The bank was established in 1956 as a development tool with a special focus on helping refugees and later expanded its efforts to include other social areas. The pope praised the bank’s work and said members must keep in mind that it exists primarily to promote solidarity – a goal that goes beyond economic profit and that includes a “space for gratuity.”
The pope encouraged the rediscovery of Europe’s rich tradition of “economic experiences based on brotherhood.”
“There are enterprises that have a social purpose or are mutual benefit institutions. They have suffered under the laws of the market but wish to rediscover their original strength of generosity,” he said.
He said such initiatives are in line with the church’s traditional teaching on social justice, as reflected most recently in his own encyclical, “Charity in Truth.”
Pope Benedict questioned whether the economic reintegration of Europe after the fall of communist regimes has left people better off.

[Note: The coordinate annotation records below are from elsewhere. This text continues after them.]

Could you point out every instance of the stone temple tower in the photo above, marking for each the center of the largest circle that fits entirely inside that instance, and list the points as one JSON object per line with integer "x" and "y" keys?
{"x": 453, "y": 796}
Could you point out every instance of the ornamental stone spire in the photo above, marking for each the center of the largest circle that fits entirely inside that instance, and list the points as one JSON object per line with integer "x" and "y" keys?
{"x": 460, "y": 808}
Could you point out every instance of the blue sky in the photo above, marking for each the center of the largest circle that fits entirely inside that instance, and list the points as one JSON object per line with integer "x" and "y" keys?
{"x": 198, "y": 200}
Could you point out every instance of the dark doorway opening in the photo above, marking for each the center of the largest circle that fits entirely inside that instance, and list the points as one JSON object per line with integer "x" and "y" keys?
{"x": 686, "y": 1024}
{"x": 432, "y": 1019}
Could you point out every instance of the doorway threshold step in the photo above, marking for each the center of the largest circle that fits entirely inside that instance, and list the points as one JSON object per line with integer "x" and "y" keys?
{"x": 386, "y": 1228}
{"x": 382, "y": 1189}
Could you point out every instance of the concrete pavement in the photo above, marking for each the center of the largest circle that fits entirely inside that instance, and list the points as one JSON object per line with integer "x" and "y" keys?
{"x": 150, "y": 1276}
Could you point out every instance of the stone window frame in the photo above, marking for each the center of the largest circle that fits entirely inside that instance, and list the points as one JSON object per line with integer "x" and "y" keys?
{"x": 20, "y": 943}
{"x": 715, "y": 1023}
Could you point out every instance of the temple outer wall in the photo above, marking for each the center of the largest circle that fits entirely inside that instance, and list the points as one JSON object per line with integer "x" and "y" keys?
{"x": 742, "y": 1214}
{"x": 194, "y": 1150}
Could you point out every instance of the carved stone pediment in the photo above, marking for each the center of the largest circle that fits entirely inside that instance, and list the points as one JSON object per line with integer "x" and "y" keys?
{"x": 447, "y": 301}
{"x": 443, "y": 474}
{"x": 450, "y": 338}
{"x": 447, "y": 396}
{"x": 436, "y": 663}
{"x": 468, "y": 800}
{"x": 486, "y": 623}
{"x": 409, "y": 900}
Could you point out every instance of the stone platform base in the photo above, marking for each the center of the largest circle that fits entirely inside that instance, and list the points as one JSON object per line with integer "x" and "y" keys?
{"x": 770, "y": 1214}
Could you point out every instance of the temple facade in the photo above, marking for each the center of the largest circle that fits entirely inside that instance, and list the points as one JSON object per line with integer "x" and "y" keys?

“The economic and financial exchanges between Eastern and Western Europe have undoubtedly been developed, but has there been real human progress?” he said.
“Hasn’t the liberation from totalitarian ideologies been used unilaterally for economic development alone, to the detriment of a more human development that respects the dignity and nobility of the human being?” he said.
The pope said the development of a unified Europe has also sometimes ignored the “spiritual richness that has modeled the European identity.” Christianity, he said, is at the root of the continent’s social and moral values and has allowed Europeans to understand the concepts of freedom, responsibility and ethics.
“To marginalize Christianity – even through the exclusion of the symbols that represent it – would contribute to depriving our continent of the fundamental source that steadily nourishes it and contributes to its true identity,” he said.